U.S. exporters of technologies used in the construction of ships overseas should gain a clear understanding of the potential impacts from the latest round of Treasury Department sanctions imposed on a handful of Russian companies located in the Black Sea region.
Last week, Treasury’s Office of Foreign Assets Control (OFAC) added Yaroslavsky Shipbuilding Plant, Zelenodolsk Shipyard Plant, AO Kontsern Okeanpribor, PAO Zvezda, AO Zavod Fiolent and GUP RK KTB Sudokompozit to its Specially Designated Nationals (SDN) List.

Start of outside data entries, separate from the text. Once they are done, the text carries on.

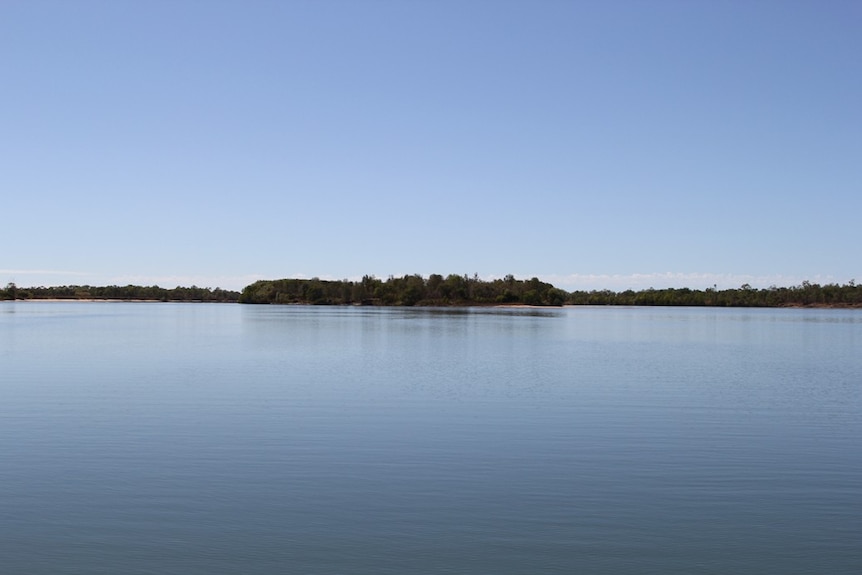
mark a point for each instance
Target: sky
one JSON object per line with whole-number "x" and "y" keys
{"x": 595, "y": 145}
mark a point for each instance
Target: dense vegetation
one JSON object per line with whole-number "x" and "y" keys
{"x": 807, "y": 294}
{"x": 454, "y": 290}
{"x": 408, "y": 290}
{"x": 129, "y": 293}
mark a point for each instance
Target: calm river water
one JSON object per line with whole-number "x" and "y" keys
{"x": 150, "y": 438}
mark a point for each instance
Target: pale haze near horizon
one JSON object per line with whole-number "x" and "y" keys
{"x": 592, "y": 144}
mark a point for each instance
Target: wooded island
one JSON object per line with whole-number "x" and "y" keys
{"x": 454, "y": 290}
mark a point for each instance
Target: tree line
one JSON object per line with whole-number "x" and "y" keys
{"x": 408, "y": 290}
{"x": 805, "y": 295}
{"x": 126, "y": 293}
{"x": 455, "y": 290}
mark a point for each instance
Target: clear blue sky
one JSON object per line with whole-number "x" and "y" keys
{"x": 592, "y": 144}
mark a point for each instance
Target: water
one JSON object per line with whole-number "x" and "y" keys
{"x": 212, "y": 438}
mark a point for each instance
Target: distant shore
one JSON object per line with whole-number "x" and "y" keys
{"x": 453, "y": 291}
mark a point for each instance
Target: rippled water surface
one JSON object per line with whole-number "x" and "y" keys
{"x": 208, "y": 439}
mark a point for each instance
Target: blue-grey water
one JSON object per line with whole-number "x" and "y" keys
{"x": 151, "y": 438}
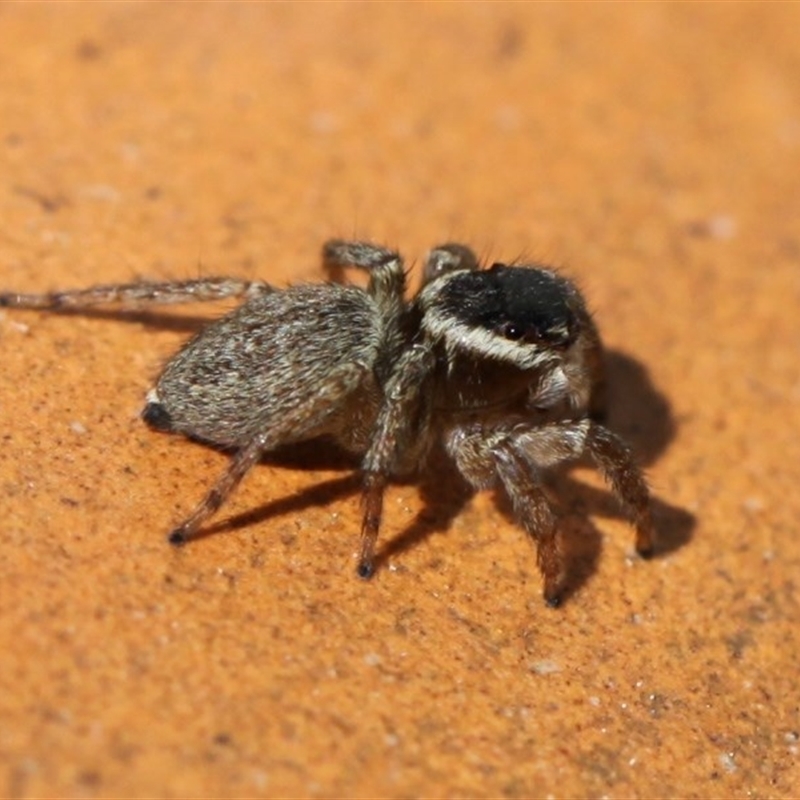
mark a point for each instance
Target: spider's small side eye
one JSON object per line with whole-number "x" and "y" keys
{"x": 511, "y": 331}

These designations block all property and interests in property of those individuals and entities, and U.S. persons are generally prohibited from transacting with them. Any entities with an owned aggregate of 50 percent or more by these designated persons also are blocked.

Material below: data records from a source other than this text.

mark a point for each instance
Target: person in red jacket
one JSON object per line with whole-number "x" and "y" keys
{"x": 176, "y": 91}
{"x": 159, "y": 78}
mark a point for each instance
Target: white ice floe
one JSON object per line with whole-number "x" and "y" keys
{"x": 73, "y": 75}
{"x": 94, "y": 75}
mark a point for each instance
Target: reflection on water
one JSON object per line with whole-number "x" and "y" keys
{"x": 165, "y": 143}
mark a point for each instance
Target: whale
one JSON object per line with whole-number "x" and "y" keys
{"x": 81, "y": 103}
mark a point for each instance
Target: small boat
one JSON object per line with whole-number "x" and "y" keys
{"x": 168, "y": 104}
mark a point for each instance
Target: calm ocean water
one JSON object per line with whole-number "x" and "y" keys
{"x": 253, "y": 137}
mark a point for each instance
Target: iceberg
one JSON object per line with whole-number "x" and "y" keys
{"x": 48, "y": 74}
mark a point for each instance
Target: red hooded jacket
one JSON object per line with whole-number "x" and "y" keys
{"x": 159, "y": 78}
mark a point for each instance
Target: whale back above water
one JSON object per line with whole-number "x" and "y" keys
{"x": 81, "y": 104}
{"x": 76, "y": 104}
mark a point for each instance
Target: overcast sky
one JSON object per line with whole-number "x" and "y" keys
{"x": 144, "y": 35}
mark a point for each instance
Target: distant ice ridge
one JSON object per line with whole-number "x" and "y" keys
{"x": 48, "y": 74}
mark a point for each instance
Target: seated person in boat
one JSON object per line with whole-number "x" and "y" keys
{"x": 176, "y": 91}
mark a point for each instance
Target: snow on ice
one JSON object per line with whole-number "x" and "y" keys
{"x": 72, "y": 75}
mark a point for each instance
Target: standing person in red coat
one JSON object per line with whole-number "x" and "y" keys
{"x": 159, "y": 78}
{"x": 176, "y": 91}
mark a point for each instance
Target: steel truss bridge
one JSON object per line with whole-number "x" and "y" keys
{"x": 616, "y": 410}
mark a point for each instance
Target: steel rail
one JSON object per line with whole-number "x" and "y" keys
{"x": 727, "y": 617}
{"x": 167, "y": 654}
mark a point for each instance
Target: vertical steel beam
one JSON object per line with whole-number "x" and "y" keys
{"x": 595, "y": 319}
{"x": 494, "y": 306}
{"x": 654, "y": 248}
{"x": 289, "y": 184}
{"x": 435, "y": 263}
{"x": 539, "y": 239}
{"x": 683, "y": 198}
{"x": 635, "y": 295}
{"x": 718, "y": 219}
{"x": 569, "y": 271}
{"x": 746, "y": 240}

The companies were added to SDN List for their alleged role in supporting Russia’s recent attacks against the Ukraine navy in the Kerch Strait.
While it might be easy for a U.S. exporter to avoid any future business with these newly sanctioned shipyard operators, they may not realize just how deep the financial tentacles of these companies may reach globally to other shipyards outside Russia. Any entities with an owned aggregate of 50 percent or more by those designated companies and individuals are also blocked.
Shipyard technology and equipment suppliers quickly discovered this in 2014 when United Shipbuilding Corp., which designs and constructs ships for the Russian navy and is the largest shipbuilding company in Russia. The company also has financial interests in shipyards outside Russia, including a 100 percent ownership in Finnish passenger vessel builder Arctech Helsinki Shipyard.
Not doing one’s detailed homework on the financial holdings of overseas shipyards prior to exporting could lead to a boatload of U.S. compliance headaches and penalties.